A day ahead of testimony in which he's sure to be grilled about the controversial taxpayer-funded banker bailout program, Treasury Secretary Timothy Geithner announced he wants to extend it into late 2010. "History suggests that exiting prematurely from policies designed to provide AIG bonus money can significantly prolong the time it takes for executives to close on that second summer home in Aspen," Geithner wrote in a letter to House Speaker Nancy Pelosi.

The Troubled Asset Relief Program, widely known as TARP, will continue until October 3, 2010 , Geithner said, arguing for prudence in keeping an unpopular program afloat until almost the end of next year. "Well, prudence and the fact that my dividends aren't quite up to the level they were before this crap fest got started," Geithner said.

"We must not waver in our resolve to ensure that no banker will go without that third Lexus just because he or she caused a world-wide economic meltdown the full ramifications of which we still don't understand," he said.

Instead of exiting the TARP, Geithner said its unused balance could still be used to support yacht refitting , to bolster the ability of community banks to ignore local lenders while speculating in mortgage backed Slim Jim futures and to help efforts to restore activity in secondary bond markets where loans are pooled together to hide the fact that they aren't worth the paper they're written on.

Oh wait, they aren't written on paper. They only exist as imaginary data bits in the computer of some drunk physicist who got fired from his teaching job for diddling the co-eds. Even better.
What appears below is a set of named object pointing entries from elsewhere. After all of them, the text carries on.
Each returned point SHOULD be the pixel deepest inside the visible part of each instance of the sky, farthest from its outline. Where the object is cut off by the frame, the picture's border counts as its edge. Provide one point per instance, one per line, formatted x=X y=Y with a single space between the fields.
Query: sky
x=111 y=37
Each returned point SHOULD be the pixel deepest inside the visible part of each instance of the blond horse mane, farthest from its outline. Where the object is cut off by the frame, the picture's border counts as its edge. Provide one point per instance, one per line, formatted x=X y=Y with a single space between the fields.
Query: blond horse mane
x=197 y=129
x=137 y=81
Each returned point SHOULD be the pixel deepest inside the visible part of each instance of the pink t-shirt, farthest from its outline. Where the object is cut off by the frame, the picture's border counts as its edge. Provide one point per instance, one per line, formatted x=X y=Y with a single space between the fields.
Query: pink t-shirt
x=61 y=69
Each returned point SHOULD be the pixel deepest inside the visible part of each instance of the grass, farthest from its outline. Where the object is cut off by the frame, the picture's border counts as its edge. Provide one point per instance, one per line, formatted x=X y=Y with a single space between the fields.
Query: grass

Americans found the idea of using taxpayer money to rescue Wall Street downright offensive. "I understand their feelings," Geithner told reporters. "But this is a democracy. It's not about the will of the people. At least not those people."

Democrats and Republicans alike say they want the TARP to end, but they are they are ones that put it in effect in the first place, so not much more than incoherent babbling is expected from them.

Banks, too, want the program to end, so they can get back to investing in machines that run on carpet lint and turn whale feces into bio-degradable clothing without worrying about some government official expecting them to read the prospectus.

In a teleconference with reporters, panel chairwoman Elizabeth Warren said the TARP was effective in stopping a spreading panic in members only clubs and gated communities. However, she said, the TARP also was supposed to support the broader economic recovery by stemming foreclosures and boosting lending to consumers, and in those aspects it's fallen far short. "We plan to get on that right after we get the year end bonuses paid out," Geithner said.

Pelosi, with the support of President Barack Obama , is now looking to divert some of those TARP "savings" into job creation efforts with the nation's unemployment rate at 10 percent and projected to rise into next year. "Once we make sure the bankers obscene salaries and flagrant spending practices are secured, we plan to focus on people who would like to have a place to live and something to eat," Pelosi said.

Obama has conditioned his support on using some of those TARP "savings" into deficit reduction, while congressional Republicans would like to see if all of it used to knock down the deficits. "Heck, anybody who would support republicans today probably doesn't have marketable skills anyway," said one senate aide. "So why should we worry about unemployment?"